Good is purely abstract, there is no physical object to which we can point to and say "That is the good".
That doesn't mean that therefore good must be based on personal tastes.
I agree, there is no physical object we can point to and say that is the good.
If the moral goodness and wrongness of things can be objective truths, whatever space these objective truths occupy, it's immaterial.
In order for it to be an objective truth, it can't just be an idea in my head, but one out there.
All the world exists as picture in our head, yet we distinguish a world of our imagination, and the world that's out there. The beach I'm sitting at, is just in my imagination, as I dream of warmer weather and a vacation, while the room I'm seeing now, is not. This room is here, a part of reality.
Some atheists would say that the good you and I see is just our imagination, if we mistake it for out there, we're just seeing an illusion of objectivity, but not truly something objective. Is that your view?
(August 12, 2019 at 12:08 am)LadyForCamus Wrote:(August 11, 2019 at 11:12 pm)Acrobat Wrote: Our perception of the sun is product of our intuition, and sensory organs, etc. built and developed through millennia of evolution. Good and bad are no more a product of our evolution, then the sun is a product of our evolution, only the components involved in our perceptions here, intuitive and otherwise.

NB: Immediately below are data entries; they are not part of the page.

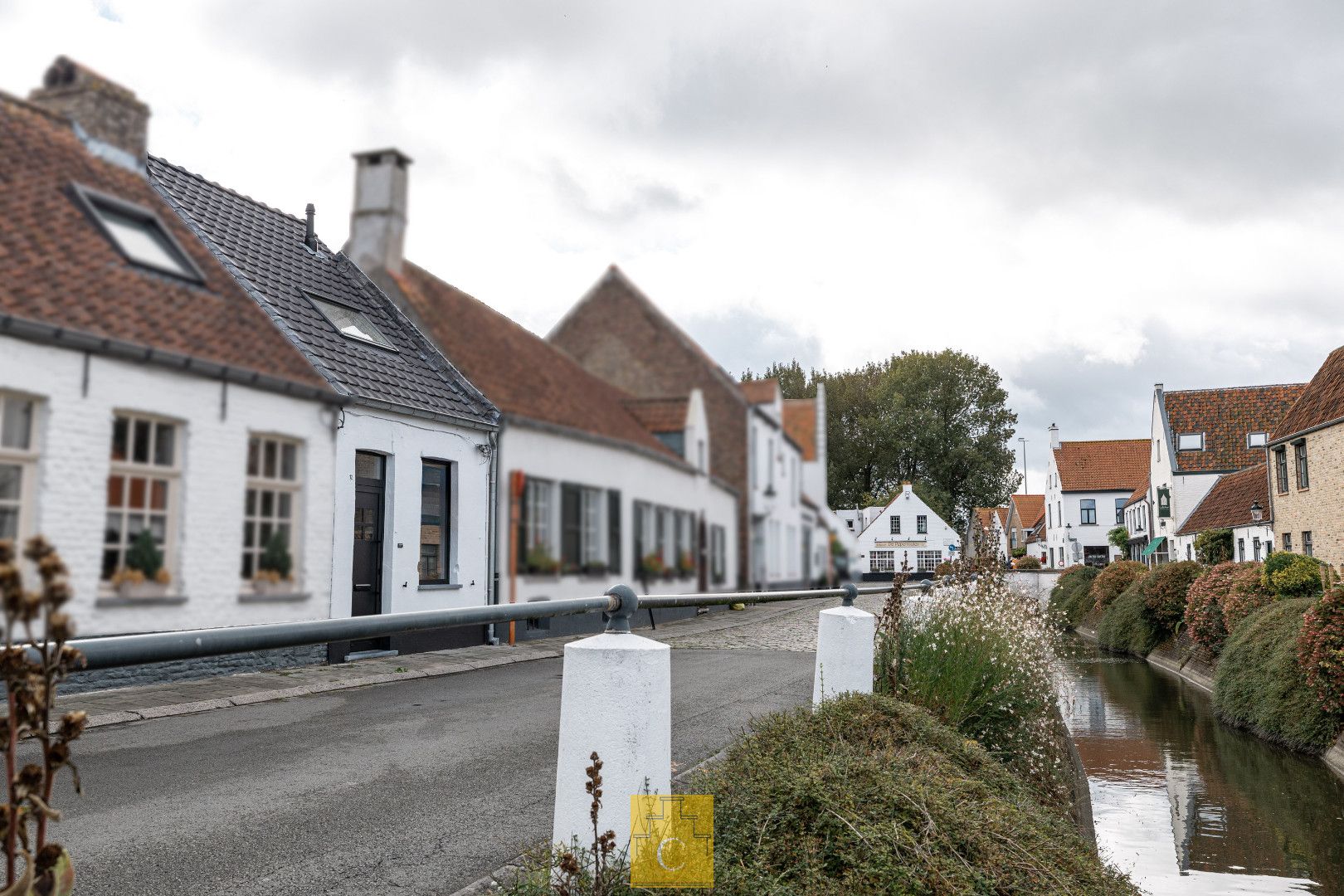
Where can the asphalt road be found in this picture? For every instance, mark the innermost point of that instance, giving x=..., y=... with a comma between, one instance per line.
x=410, y=787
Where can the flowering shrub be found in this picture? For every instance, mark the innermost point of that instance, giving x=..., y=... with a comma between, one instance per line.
x=1113, y=581
x=1205, y=606
x=980, y=657
x=1246, y=596
x=1298, y=578
x=1164, y=594
x=1320, y=649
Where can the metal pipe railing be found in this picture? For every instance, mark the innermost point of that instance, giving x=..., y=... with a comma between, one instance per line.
x=620, y=602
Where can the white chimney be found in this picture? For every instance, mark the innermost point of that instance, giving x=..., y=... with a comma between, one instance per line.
x=378, y=221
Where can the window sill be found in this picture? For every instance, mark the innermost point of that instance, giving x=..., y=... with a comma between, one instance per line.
x=158, y=601
x=253, y=597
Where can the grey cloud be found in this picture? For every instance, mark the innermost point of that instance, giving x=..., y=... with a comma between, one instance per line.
x=1207, y=106
x=743, y=338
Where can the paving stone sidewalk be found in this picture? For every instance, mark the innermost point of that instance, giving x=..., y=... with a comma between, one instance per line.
x=774, y=626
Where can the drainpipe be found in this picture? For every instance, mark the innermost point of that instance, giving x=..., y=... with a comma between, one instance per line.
x=492, y=582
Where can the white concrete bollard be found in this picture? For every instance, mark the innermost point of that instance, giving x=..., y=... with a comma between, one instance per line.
x=845, y=650
x=616, y=700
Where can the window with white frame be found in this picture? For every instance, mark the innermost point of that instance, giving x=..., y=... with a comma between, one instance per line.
x=270, y=505
x=537, y=516
x=141, y=488
x=17, y=464
x=1190, y=442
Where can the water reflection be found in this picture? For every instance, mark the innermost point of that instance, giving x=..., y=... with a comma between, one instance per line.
x=1186, y=804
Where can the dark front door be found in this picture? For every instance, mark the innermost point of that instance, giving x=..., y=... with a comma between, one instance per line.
x=366, y=597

If good and bad are not ultimately a description of our likes a dislike, a description of our internal biological state, then yes they are out there, not in here.
As opposed to subjectively wrong? Because wrongness is not a description of our likes and dislikes, saying it's morally bad to torture babies just for fun, isn't equivalent to saying my dinner tasted bad. I'm not describing an internal biological state, but rather something external to myself, to say it's objectively wrong, is like saying my wife's dress is yellow, as opposed to pretty.
Lol, you wanna take a fourth stab at it, Acro? You look exponentially more foolish every time you evade the question. I mean, really. This should be easy. Babies, ffs. Here we go. #4’s a charm:
Why is it objectively wrong to torture babes?
*popcorn*
Hum, let's try answering it the way someone here might.
Because harming innocents babies cause unnecessary suffering, is harmful for both the health and wellbeing of the child and society.
Then it could be asked. why is causing unnecessary suffering, harming the wellbeing of society, objectively wrong?
Eventually at the end of that chain, wrongness becomes like the color of the thing being described, as opposed to the way it makes us feel.